# SS Oribita - Deserted Crew Family Member



## Poppet75 (Dec 31, 2016)

Dear all,

I wonder if you could help with a near 100 year old family mystery. My great grandmother's brother, Silas Emmanuel Wilkes (b.25/12/1886 in Suffolk) disappeared, presumed drowned at the beginning of August 1923. He lived in Portsmouth with a wife, son and extended family and worked as a bootmaker. His clothes (and some personal identifying effects) were found in a pile on a Portsmouth beach and he was seen to go into the water. However, no one saw any kind of struggle and no body was ever recovered. His family never knew what happened..

A couple of years ago I found out.... At least what happened between August and December 1923. He was listed as Crew on SS Oribita, position Scullion.
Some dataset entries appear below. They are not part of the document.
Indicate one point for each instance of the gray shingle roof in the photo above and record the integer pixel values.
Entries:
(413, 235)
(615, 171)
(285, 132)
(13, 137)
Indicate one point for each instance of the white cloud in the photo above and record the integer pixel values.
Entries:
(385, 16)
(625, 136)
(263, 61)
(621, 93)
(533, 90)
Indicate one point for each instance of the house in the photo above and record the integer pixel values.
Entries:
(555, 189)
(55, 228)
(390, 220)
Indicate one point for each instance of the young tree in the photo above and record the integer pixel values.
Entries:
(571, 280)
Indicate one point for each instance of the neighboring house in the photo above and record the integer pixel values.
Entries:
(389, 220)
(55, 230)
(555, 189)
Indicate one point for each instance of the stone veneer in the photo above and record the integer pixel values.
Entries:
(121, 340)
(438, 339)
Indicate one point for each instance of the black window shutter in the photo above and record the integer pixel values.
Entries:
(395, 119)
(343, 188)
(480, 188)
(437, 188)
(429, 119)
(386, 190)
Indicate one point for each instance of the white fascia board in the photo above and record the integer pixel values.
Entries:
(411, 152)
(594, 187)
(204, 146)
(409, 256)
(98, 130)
He did a number of crossings before being listed as a Deserted Crew Member on 5th December 1923, whilst Oribita was docked in New York:

7th Sept: Leaving Southampton
17th Sept: Arrived Hamburg
10th Oct: Departed Hamburg
22nd Oct: Arrived New York
1 Dec: Also listed as arriving in New York (not sure where the ship was between 22/10 and 1/12

The SS Oribita was due to sail for Hamburg via Southampton on 5th December 1923 and Silas was listed on the Deserting Crew list (with another 6 crew members!).

No trace of him can be found after this. I have trawled through US and Canadian Censuses. No trace of him here in U.K.... Can't find him on any other ships lists in or out of the US. I can't understand how he could just disappear. In the 1920's the US were starting to clamp down on illegal aliens, so it wouldn't have been easy for him to just start again.

I guess he could have assumed a new identity and we will never know. But I wonder if he could have been murdered in NY maybe (a little far fetched!?). He obviously planned to disappear, with the drowning stunt in August and then getting a Scullion position on the Oribita on 7th September in Southampton. Would ships have made any efforts of find crew members missing from their lists in foreign ports?

Any other ideas, or would additional records from these ships be available anywhere?

Any ideas gratefully received as this mystery is driving me mad! 

Many thanks!


----------



## R58484956 (Apr 19, 2004)

Greetings* Poppet75* and welcome to *SN.* Bon voyage.


----------



## Poppet75 (Dec 31, 2016)

R58484956 said:


> Greetings* Poppet75* and welcome to *SN.* Bon voyage.


Thank you!


----------



## wightspirit (Feb 15, 2008)

Is this him?: http://discovery.nationalarchives.gov.uk/details/r/C10539718

If it is, it might precede his trip on the Orbita. On the other hand...

Dave W


----------



## Poppet75 (Dec 31, 2016)

Yes, this is him. He was a Corporal in the Royal Flying Corps and served in WW1. I think it possible things were not right for him upon his return from action. He married in 1910 in Portsmouth and had one son, who was born and died in 1911. He later had an adopted son, who he left with this wife when he disappeared. Who knows what nightmares plagued him from his son's death and his service in WW1. 

Such a sad story and in lot's of ways selfish as the family who were left never knew what happened to him - they certainly did not know of his trips on the Orbita. I have spent a number of years trying to find what happened to him and have always hoped new record transcriptions may come to light..... I feel an inner disappointment I will never know.


----------